Até que ponto o Brasil, com um Produto Interno Bruto (PIB) superior a R$ 7 trilhões, pode ser considerado um país pobre? É, sim, um país disforme, ou profundamente injusto do ponto de vista social, para usar um termo mais corrente. Com seus vícios e virtudes, esplendores e misérias, sua economia está entre as maiores do mundo, com uma industrialização média e uma razoável capacidade investimento.
Não há justificativa, portanto, para a queda de 9,7% do PIB
no segundo trimestre deste ano, na comparação com o primeiro trimestre de 2020,
e 11,4% em relação ao segundo trimestre de 2019. Os números divulgados pelo
Instituto Brasileiro de Geografia e Estatística (IBGE) mostram que a economia
voltou ao mesmo patamar do final de 2009, quando o país ainda sentia os
impactos da crise financeira mundial iniciada em 2007-2008.

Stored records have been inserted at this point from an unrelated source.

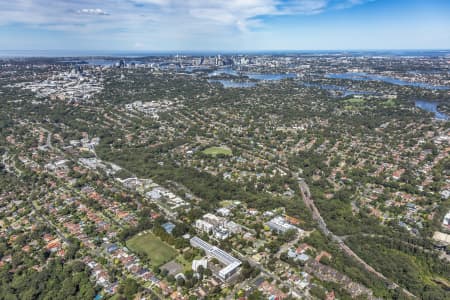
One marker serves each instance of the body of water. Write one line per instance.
(431, 106)
(371, 77)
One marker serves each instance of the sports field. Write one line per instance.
(218, 150)
(158, 251)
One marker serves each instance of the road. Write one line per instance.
(309, 202)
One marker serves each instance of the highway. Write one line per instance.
(309, 202)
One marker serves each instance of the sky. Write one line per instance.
(223, 25)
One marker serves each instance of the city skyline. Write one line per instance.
(236, 25)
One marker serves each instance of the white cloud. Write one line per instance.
(148, 21)
(92, 12)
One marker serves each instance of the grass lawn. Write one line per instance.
(217, 150)
(158, 251)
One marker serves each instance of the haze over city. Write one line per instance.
(224, 149)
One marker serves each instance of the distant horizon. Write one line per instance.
(123, 53)
(224, 25)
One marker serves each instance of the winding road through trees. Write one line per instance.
(309, 202)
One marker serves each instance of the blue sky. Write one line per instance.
(227, 25)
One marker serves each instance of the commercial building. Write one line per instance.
(231, 263)
(280, 225)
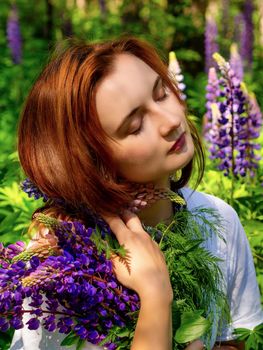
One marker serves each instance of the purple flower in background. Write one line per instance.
(176, 73)
(235, 122)
(236, 62)
(247, 36)
(211, 45)
(14, 36)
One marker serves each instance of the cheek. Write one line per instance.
(135, 153)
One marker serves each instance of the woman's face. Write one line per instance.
(144, 119)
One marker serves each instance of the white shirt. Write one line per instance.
(237, 268)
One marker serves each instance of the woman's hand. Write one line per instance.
(146, 271)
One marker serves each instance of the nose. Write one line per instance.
(168, 121)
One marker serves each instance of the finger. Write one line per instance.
(117, 226)
(132, 221)
(195, 345)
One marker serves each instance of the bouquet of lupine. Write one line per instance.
(66, 282)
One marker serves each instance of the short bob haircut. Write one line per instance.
(62, 146)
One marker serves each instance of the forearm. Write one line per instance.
(154, 326)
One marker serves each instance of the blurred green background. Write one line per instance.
(30, 29)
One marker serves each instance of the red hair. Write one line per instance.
(62, 146)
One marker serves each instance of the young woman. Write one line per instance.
(99, 119)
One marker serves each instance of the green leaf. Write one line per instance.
(193, 326)
(80, 344)
(70, 339)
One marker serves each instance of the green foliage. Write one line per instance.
(253, 338)
(193, 326)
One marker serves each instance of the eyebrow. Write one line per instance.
(135, 110)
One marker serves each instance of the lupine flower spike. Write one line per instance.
(176, 73)
(231, 136)
(236, 61)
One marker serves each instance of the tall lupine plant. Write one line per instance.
(235, 120)
(211, 45)
(176, 73)
(14, 36)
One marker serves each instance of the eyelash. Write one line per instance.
(162, 98)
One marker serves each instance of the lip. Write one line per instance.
(179, 143)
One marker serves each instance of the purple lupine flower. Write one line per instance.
(211, 45)
(231, 135)
(236, 62)
(247, 37)
(14, 36)
(103, 7)
(79, 285)
(176, 73)
(238, 28)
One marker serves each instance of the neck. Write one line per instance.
(160, 211)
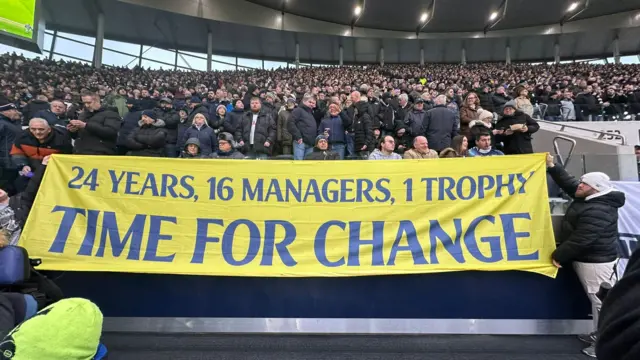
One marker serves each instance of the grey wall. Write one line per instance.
(617, 161)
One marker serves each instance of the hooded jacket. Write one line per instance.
(99, 135)
(589, 230)
(147, 139)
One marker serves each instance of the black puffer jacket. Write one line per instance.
(440, 127)
(414, 121)
(362, 126)
(171, 120)
(199, 109)
(147, 139)
(589, 231)
(100, 134)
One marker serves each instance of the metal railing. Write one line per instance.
(564, 162)
(601, 134)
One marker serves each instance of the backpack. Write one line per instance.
(15, 267)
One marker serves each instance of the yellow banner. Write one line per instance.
(284, 218)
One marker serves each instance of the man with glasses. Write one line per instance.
(97, 130)
(385, 150)
(56, 115)
(588, 235)
(33, 145)
(321, 150)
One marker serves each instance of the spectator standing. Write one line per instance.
(41, 102)
(149, 138)
(517, 129)
(191, 149)
(171, 119)
(500, 98)
(415, 121)
(362, 127)
(284, 137)
(588, 104)
(303, 127)
(385, 151)
(523, 103)
(146, 102)
(469, 112)
(233, 119)
(269, 105)
(201, 130)
(218, 119)
(37, 142)
(97, 130)
(321, 150)
(420, 150)
(119, 101)
(404, 106)
(56, 115)
(440, 125)
(257, 134)
(197, 107)
(460, 145)
(226, 148)
(568, 110)
(333, 126)
(9, 130)
(483, 146)
(485, 97)
(484, 124)
(589, 233)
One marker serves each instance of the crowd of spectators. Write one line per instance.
(323, 113)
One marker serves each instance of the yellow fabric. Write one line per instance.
(350, 218)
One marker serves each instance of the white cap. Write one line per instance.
(597, 180)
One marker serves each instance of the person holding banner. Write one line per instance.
(589, 234)
(619, 326)
(149, 138)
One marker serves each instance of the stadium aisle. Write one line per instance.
(127, 346)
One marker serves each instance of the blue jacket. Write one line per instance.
(337, 126)
(206, 136)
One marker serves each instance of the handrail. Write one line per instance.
(556, 149)
(602, 134)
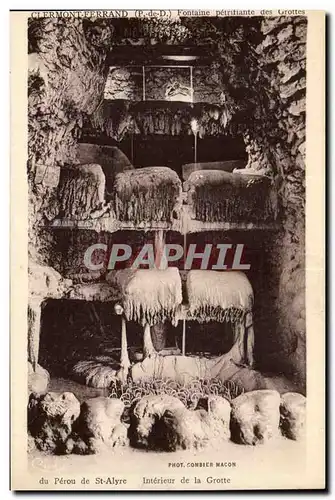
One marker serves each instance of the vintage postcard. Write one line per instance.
(167, 241)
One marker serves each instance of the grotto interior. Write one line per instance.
(182, 132)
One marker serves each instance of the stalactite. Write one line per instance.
(218, 296)
(81, 190)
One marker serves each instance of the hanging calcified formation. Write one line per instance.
(147, 195)
(151, 296)
(218, 296)
(81, 191)
(218, 196)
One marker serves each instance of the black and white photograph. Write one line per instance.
(166, 321)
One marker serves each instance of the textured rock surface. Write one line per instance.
(50, 419)
(81, 191)
(149, 194)
(194, 429)
(275, 141)
(38, 379)
(98, 427)
(66, 80)
(293, 415)
(145, 415)
(255, 417)
(218, 196)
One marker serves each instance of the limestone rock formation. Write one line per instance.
(145, 415)
(94, 373)
(98, 427)
(81, 191)
(147, 195)
(38, 379)
(182, 428)
(293, 415)
(255, 417)
(50, 419)
(218, 196)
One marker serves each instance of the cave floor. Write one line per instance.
(281, 460)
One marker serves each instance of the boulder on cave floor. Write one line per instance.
(144, 416)
(255, 417)
(50, 419)
(98, 427)
(293, 415)
(181, 428)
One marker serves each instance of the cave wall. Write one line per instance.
(279, 143)
(65, 83)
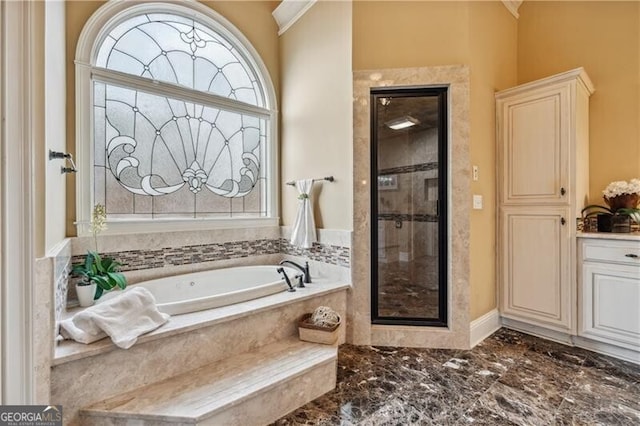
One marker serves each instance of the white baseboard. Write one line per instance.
(483, 327)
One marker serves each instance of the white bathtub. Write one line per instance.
(220, 287)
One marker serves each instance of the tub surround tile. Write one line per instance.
(69, 350)
(153, 241)
(335, 255)
(332, 237)
(250, 388)
(84, 377)
(134, 260)
(504, 380)
(159, 261)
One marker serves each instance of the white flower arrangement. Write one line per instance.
(621, 187)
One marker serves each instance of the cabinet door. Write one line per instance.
(610, 304)
(535, 268)
(535, 147)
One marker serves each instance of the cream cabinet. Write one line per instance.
(536, 266)
(542, 147)
(609, 291)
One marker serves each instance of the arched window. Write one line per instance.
(176, 119)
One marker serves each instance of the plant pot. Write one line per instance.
(624, 201)
(310, 332)
(604, 222)
(86, 293)
(620, 223)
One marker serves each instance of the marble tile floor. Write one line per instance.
(509, 379)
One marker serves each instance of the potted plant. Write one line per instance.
(622, 200)
(99, 274)
(321, 326)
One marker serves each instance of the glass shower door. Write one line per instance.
(409, 193)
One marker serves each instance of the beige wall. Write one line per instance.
(493, 50)
(317, 125)
(396, 34)
(252, 18)
(604, 38)
(55, 130)
(482, 35)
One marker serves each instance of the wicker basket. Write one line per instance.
(310, 332)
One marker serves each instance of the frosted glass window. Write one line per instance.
(179, 50)
(177, 150)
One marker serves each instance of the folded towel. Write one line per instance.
(303, 234)
(123, 318)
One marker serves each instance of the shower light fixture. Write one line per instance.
(402, 122)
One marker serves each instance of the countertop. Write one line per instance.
(631, 236)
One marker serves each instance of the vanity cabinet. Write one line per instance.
(609, 292)
(542, 149)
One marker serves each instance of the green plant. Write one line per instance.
(102, 271)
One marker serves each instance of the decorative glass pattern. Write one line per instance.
(157, 155)
(179, 50)
(151, 145)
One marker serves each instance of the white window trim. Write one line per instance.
(96, 28)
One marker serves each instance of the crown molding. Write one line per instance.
(512, 6)
(289, 11)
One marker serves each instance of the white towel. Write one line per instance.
(304, 229)
(123, 318)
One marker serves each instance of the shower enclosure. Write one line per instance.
(409, 206)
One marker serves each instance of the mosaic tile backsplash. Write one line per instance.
(135, 260)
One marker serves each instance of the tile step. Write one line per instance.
(273, 375)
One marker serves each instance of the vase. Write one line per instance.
(604, 222)
(86, 294)
(624, 201)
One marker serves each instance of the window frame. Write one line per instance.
(94, 32)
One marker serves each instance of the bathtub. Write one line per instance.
(219, 287)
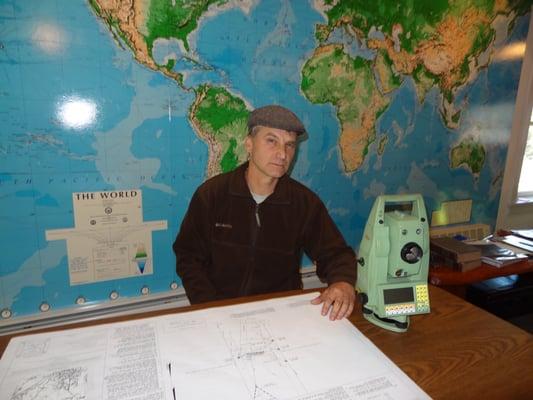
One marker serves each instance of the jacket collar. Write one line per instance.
(239, 187)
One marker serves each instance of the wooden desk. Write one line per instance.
(445, 276)
(455, 281)
(457, 351)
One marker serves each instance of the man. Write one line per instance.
(245, 230)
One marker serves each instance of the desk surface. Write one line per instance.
(458, 351)
(446, 276)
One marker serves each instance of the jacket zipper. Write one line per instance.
(247, 281)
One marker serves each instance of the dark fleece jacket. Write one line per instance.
(229, 246)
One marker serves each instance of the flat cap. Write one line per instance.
(275, 116)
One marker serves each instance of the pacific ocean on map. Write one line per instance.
(153, 127)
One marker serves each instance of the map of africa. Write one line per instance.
(397, 97)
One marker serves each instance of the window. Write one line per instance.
(516, 200)
(525, 184)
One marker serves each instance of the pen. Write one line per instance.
(170, 373)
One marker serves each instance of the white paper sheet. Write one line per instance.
(274, 349)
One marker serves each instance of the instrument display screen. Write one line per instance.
(399, 295)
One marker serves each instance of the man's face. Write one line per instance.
(271, 151)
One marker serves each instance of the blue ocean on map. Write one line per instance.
(53, 54)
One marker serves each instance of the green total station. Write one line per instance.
(393, 263)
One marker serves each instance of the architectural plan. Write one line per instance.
(267, 350)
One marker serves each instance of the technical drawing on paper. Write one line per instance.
(262, 358)
(64, 384)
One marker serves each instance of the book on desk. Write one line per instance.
(464, 256)
(498, 256)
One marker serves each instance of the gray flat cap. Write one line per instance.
(275, 116)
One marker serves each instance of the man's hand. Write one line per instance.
(339, 297)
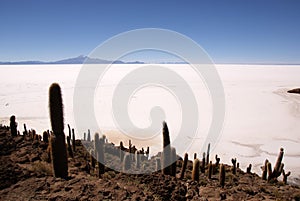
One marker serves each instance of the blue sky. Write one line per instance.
(249, 31)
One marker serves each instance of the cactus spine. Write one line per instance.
(222, 175)
(73, 140)
(233, 165)
(126, 162)
(100, 154)
(166, 154)
(89, 136)
(265, 170)
(203, 163)
(69, 147)
(45, 137)
(174, 161)
(210, 169)
(195, 171)
(269, 167)
(57, 142)
(285, 176)
(207, 154)
(278, 166)
(184, 165)
(13, 126)
(157, 164)
(249, 168)
(137, 159)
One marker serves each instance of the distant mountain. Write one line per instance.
(76, 60)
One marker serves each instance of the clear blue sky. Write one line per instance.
(247, 31)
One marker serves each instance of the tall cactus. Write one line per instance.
(207, 154)
(278, 165)
(73, 140)
(210, 168)
(57, 141)
(186, 156)
(157, 164)
(265, 170)
(166, 154)
(222, 175)
(137, 159)
(285, 176)
(174, 160)
(89, 136)
(195, 171)
(100, 154)
(127, 162)
(203, 163)
(13, 126)
(69, 147)
(233, 160)
(69, 128)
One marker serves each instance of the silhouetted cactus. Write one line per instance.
(249, 168)
(265, 170)
(270, 173)
(166, 154)
(57, 141)
(196, 169)
(73, 140)
(203, 163)
(69, 128)
(207, 153)
(126, 162)
(285, 176)
(222, 175)
(147, 152)
(157, 164)
(217, 161)
(137, 159)
(13, 126)
(121, 151)
(174, 160)
(209, 169)
(233, 161)
(183, 168)
(69, 147)
(45, 137)
(25, 133)
(92, 159)
(99, 148)
(89, 136)
(278, 166)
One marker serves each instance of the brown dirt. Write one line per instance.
(26, 174)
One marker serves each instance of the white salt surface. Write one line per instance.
(260, 116)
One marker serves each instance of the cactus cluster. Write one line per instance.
(272, 175)
(166, 154)
(13, 126)
(57, 141)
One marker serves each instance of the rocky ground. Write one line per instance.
(26, 174)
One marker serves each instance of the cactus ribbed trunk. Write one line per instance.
(196, 169)
(184, 165)
(265, 170)
(222, 175)
(73, 140)
(166, 154)
(58, 145)
(174, 161)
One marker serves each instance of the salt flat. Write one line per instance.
(260, 116)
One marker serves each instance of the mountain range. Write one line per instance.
(76, 60)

A queda só não foi maior devido à pressão da sociedade e a tomada de posição do Congresso Nacional em aprovar um conjunto de medidas para prover o combate à pandemia e o socorro às empresas, a proteção ao emprego. Cálculos de pesquisadores indicam que o auxílio emergencial de R$ 600, que Bolsonaro pretendia que fosse de apenas R$200, representa 2,5% do PIB do trimestre.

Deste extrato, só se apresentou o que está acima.